In diesem Jahr jährt sich Kurt Goldsteins (1878 - 1965) Geburt zum 125-mal, Robert Wartenberg (1887 - 1956) wurde vor 50 Jahren der im Nationalsozialismus verweigerte Titel eines Professors von der Universität Freiburg zuerkannt und die akademischen Rechte zurückgegeben [1], nachdem er 1935 seine Dozentur dort verloren hatte. Goldsteins und Wartenbergs erzwungenes Exil in den USA war Teil des Exodus hunderter deutscher (und später auch österreichischer) jüdischer und sozialistischer Neurologen, Psychiater und Psychotherapeuten, der die deutsche Nervenheilkunde nachhaltig geschädigt und die der Aufnahmeländer, vor allem der USA, gefördert und teilweise auch geprägt hat. Goldstein (obwohl stets klinisch tätig) als theorieorientierter Denker und Wartenberg als genialer und enorm kenntnisreicher Kliniker gehören zu diesen prägenden Persönlichkeiten.

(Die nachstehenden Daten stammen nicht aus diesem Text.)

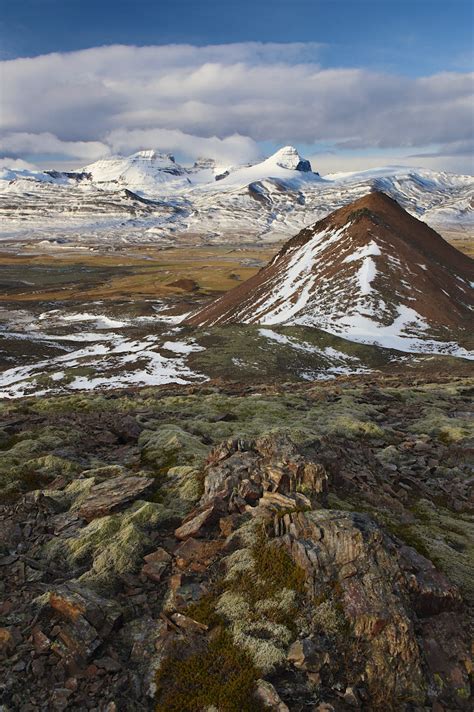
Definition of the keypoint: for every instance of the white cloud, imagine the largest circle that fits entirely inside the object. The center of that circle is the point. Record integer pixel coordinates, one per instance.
(84, 104)
(17, 164)
(44, 143)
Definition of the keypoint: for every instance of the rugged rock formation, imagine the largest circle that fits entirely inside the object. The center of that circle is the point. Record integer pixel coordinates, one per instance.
(283, 571)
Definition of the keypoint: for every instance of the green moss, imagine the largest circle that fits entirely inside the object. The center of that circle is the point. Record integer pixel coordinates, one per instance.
(170, 446)
(222, 676)
(111, 545)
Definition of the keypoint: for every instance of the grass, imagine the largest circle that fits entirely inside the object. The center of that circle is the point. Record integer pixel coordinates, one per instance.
(145, 272)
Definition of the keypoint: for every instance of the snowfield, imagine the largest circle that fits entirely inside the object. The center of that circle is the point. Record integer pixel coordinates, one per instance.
(149, 197)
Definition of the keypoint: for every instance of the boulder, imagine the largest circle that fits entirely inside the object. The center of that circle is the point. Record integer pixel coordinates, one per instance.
(114, 494)
(269, 697)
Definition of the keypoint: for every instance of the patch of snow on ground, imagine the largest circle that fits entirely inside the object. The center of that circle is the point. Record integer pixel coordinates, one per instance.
(182, 347)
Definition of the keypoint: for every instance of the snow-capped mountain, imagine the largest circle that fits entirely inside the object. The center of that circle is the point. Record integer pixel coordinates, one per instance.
(369, 272)
(149, 196)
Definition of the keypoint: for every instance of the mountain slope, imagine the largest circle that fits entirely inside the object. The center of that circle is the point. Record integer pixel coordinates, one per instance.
(269, 200)
(369, 272)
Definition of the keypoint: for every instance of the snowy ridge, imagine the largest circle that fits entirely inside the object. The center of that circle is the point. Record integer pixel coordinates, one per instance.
(270, 200)
(368, 272)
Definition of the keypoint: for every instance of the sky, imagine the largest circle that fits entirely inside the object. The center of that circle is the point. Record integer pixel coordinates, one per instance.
(352, 84)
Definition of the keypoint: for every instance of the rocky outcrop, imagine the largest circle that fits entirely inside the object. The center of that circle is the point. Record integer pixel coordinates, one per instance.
(244, 568)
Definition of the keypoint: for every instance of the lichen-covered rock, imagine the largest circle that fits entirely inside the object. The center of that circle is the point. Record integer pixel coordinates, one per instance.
(109, 546)
(170, 446)
(272, 463)
(113, 494)
(348, 559)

Kurt Goldstein wurde in Kattowitz (Oberschlesien) geboren. Er studierte in Breslau und Heidelberg und erfuhr den Großteil seiner Weiterbildung bei Ludwig Edinger in Frankfurt. Im Ersten Weltkrieg wurde Goldstein Direktor des Frankfurter Hirnverletzten-Lazaretts, das er als zukunftweisendes Modell einer neurologischen Rehabilitationsklinik gestaltete. Seit dieser Zeit bestand eine enge Kooperation mit dem Psychologen Adhemar Gelb, aus der 16 teilweise bis heute zitierte Publikationen hervorgingen. Nach dem Ersten Weltkrieg wurde Goldstein Direktor der Nervenklinik Moabit und Professor für Neurologie und Psychiatrie an der Berliner Universität. Bereits 1933 emigrierte Goldstein wegen seiner jüdischen Abstammung und sozialistischen Überzeugung zunächst nach Holland, dann in die USA, wo er eine Stiftungsprofessur der Rockefeller-Stiftung erhielt. Kurt Goldstein ist einer der Begründer der Gestalttheorie und Vertreter einer holistischen Sicht des Organismus und der Medizin.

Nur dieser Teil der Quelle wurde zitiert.